“Felizmente não sabemos nada a respeito das coisas que chegam muito perto de nós e nossas vidas e passam sem nos afetar. Se soubéssemos das muitas possibilidades de mudar nosso destino, nossa vida seria excessivamente cheia de esperanças e medos, surpresas e decepções, o que certamente não nos permitiria ter um minuto sequer de paz”.

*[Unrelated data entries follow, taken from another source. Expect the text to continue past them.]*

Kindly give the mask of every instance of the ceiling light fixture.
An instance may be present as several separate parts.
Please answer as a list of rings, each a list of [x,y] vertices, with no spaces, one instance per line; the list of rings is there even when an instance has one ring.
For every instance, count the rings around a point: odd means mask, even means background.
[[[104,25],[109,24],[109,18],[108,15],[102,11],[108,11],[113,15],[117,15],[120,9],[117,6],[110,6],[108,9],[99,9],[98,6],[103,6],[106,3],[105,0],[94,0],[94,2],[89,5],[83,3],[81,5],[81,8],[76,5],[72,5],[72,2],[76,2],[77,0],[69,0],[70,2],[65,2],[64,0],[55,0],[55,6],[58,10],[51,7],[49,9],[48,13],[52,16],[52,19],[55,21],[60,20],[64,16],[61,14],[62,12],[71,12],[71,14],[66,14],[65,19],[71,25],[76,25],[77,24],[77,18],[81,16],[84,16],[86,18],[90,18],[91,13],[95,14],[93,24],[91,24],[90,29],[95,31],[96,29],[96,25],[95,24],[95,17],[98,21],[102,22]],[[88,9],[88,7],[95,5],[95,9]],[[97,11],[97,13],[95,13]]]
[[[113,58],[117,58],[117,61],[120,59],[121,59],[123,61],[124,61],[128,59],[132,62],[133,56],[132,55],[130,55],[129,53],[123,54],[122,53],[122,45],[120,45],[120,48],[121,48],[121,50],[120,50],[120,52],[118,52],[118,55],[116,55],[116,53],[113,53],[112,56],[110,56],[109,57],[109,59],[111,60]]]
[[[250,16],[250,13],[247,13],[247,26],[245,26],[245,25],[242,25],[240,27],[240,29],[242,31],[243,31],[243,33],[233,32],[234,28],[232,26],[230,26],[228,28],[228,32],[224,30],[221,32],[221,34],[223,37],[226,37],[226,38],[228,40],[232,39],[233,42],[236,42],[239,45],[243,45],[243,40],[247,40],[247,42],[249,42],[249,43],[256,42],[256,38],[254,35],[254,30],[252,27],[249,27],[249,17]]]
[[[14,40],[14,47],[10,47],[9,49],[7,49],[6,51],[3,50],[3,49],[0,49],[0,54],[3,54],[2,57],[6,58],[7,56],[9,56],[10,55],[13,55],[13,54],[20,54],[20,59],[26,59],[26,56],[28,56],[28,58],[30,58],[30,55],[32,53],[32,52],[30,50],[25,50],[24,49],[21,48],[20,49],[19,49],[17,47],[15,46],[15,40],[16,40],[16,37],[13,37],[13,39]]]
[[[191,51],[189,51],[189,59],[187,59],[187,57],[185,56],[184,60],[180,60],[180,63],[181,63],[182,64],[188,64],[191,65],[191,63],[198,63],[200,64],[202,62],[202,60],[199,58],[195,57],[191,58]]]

Assim Nathaniel Hawthorne começa e termina o conto “David Swan”, a história de um rapaz que está viajando a pé de uma cidade a outra. No meio da viagem, cansado, David dorme na grama ao lado da estrada. Muitas pessoas passam por ele durante o sono. Um pastor achou que estivesse bêbado e acaba usando o que viu como exemplo na pregação do domingo, citando os devastadores efeitos do álcool. Um casal de idosos pensou em adotá-lo para que herdasse sua fortuna, já que não tinha filhos. Ladrões por pouco não concretizam um assalto, em que, inclusive, haviam planejado matá-lo se reagisse. David acorda e segue a viagem sem dar conta de tudo que havia passado e que poderia ter alterado sua vida.
Robert Frost escreveu “The road not taken”, (algo como O caminho não escolhido), poema que também fala dos rumos da vida, mas como dependentes das decisões que tomamos ou, na metáfora do poema, das estradas que escolhemos nas bifurcações da existência. Diferentemente de Hawthorne, Frost chama atenção para as escolhas que se apresentam e sobre as quais tomamos ciência. São, pois, duas as possibilidades de mudanças em nossas vidas: uma pelas decisões que o destino escolhe para nós e outra pelas decisões que escolhemos para fazer destino.
Fico pensando nas pessoas que foram colocadas no meu caminho e as que quase foram. Meu primeiro casamento, por exemplo. O que teria acontecido se tivesse tomado a estrada de insistir em mantê-lo, ainda que desgastado? Não teria tido as minhas filhas! Quem foram os amores que a vida me trouxe eu não pude viver? Por que passaram por mim por um triz? E se eu tivesse morrido no acidente de 1999? Quem ficaria com minha vaga no doutorado da Unicamp? A vida dessa pessoa mudaria por conta do meu acidente?
De um simples fato, combinando se’s, exponenciam-se possibilidades. Pare e pense na infinita análise combinatória dos “e se’s” de sua vida, leitor. Se mudasse uma coisinha lá trás, todo o resto que veio depois também mudaria. É o chamado efeito borboleta: o bater de asa da borboleta no Brasil afeta a trajetória de um ciclone no Taiti.
O quadro que retrata nossa vida, pintado por Deus, é como o Guernica, pintado por Picasso. Ninguém entende de primeira. Resta-nos a paciência para saber se abrir para a inspiração para poder vê-lo com os olhos do artista e assim achar o detalhe daquele sorriso escondido atrás do cavalo morto. Dar sentidos aos traços divinos leva tempo. Às vezes nem conseguimos.
É como diz Hawthorne: “Felizmente não sabemos nada a respeito das coisas que chegam muito perto de nós e nossas vidas e passam sem nos afetar. Se soubéssemos das muitas possibilidades de mudar nosso destino, nossa vida seria excessivamente cheia de esperanças e medos, surpresas e decepções, o que certamente não nos permitiria ter um minuto sequer de paz”.